In April 1996, One night big rave party
"SOUND OF UNIVERSE" held at laforet Iikura and it's
compilation album was released from Toshiba EMI. Extensively
refurbished in May and since then we are keeping this style
which convey the mood of both big club and small friendly
club.
DJ Mag
Club Review...
Located just a few streets away from
Tokyo’s notorious red-light district, there’s
a charmed seediness to Tokyo’s basement rave den Yello,
which is neither as technologically obsessed nor as expansive
as many of Japan’s more high profile venues.

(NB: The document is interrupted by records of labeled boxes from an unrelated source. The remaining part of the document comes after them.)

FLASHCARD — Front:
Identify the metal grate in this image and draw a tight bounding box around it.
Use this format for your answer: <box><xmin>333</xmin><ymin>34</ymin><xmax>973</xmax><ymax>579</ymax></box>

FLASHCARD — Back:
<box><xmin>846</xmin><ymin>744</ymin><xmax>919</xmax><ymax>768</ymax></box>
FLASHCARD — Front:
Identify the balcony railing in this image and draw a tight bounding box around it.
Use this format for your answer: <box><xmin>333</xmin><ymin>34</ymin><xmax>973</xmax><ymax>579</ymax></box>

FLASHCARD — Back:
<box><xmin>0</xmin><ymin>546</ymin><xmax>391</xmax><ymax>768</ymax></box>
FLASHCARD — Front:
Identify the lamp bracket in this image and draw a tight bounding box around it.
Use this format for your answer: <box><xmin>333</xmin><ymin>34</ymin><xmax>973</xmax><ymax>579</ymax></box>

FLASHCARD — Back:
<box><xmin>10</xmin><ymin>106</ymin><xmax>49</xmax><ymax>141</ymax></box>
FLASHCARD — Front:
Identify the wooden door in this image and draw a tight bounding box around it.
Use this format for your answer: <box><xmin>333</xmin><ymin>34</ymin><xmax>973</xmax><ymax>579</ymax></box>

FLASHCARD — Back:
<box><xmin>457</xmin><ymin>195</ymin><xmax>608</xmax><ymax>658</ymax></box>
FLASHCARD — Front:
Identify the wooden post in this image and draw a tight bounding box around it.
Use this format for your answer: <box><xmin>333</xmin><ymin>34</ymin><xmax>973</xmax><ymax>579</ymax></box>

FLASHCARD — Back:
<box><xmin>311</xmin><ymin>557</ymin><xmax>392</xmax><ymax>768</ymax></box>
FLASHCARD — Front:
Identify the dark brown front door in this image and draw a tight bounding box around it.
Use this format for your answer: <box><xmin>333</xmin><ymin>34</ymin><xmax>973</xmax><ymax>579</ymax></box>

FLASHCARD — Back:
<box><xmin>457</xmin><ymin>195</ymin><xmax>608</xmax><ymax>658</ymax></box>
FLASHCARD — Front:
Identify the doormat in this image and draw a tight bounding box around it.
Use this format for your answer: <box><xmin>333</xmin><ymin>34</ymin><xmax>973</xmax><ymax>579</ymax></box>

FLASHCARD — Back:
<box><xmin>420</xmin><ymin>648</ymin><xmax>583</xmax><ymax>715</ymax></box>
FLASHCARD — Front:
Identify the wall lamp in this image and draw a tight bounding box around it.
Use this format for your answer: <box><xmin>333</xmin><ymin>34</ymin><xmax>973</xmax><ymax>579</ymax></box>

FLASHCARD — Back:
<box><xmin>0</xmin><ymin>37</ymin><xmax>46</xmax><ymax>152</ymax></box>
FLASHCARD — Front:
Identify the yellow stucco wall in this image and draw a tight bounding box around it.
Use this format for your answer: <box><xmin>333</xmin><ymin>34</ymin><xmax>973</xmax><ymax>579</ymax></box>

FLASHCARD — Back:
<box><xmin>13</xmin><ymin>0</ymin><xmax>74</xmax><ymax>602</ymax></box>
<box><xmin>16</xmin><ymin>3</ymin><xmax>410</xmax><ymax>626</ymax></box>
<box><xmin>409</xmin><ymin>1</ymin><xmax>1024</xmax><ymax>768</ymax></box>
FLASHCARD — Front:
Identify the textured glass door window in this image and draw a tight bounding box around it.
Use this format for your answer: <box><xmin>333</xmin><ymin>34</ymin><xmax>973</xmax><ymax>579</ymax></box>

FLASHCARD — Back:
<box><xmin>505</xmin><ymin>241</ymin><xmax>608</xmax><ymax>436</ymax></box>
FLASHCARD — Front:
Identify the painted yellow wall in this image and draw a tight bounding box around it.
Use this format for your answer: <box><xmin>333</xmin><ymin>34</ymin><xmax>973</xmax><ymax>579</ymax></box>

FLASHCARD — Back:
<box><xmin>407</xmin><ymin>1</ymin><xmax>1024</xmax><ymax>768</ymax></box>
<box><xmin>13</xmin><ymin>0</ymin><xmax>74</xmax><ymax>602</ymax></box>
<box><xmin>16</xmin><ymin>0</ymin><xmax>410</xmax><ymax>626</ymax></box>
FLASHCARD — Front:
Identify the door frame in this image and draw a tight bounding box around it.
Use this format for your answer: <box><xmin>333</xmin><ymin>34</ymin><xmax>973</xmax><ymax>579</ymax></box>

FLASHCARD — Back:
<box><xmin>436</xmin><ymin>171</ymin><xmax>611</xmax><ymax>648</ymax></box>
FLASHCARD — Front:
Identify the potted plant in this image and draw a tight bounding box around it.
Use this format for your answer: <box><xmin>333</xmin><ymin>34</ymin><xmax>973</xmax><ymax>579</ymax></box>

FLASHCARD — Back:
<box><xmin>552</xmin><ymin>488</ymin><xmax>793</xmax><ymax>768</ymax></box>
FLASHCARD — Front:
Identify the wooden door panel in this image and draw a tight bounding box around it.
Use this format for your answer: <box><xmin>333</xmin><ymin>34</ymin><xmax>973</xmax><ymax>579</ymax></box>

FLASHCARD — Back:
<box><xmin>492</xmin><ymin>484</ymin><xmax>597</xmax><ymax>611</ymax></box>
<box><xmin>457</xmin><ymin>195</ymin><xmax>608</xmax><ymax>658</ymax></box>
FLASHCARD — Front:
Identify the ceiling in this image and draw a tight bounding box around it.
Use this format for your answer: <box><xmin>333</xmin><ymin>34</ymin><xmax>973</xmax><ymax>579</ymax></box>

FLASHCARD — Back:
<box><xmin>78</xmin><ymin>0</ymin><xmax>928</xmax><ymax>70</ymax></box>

Effortlessly cool rather than mindlessly cutting-edge, Yellow
boasts the same soundsystem that was used in New York’s
Paradise Garage with a crowd that favours the intimate, engulfing
textures of quality deep house.
Appropriately, the likes of Kerri Chandler, Maurice Fulton
and François K are favourites here but you’ll
equally find DJs like Crosstown’s Damian Lazarus warping
it out.
“An amazing sound and crowd to match,” says Wagon
Repair’s Mathew Jonson. “Nothing beats the energy
that you get on dancefloors of Japan and Yellow is the best
example you’ll find.”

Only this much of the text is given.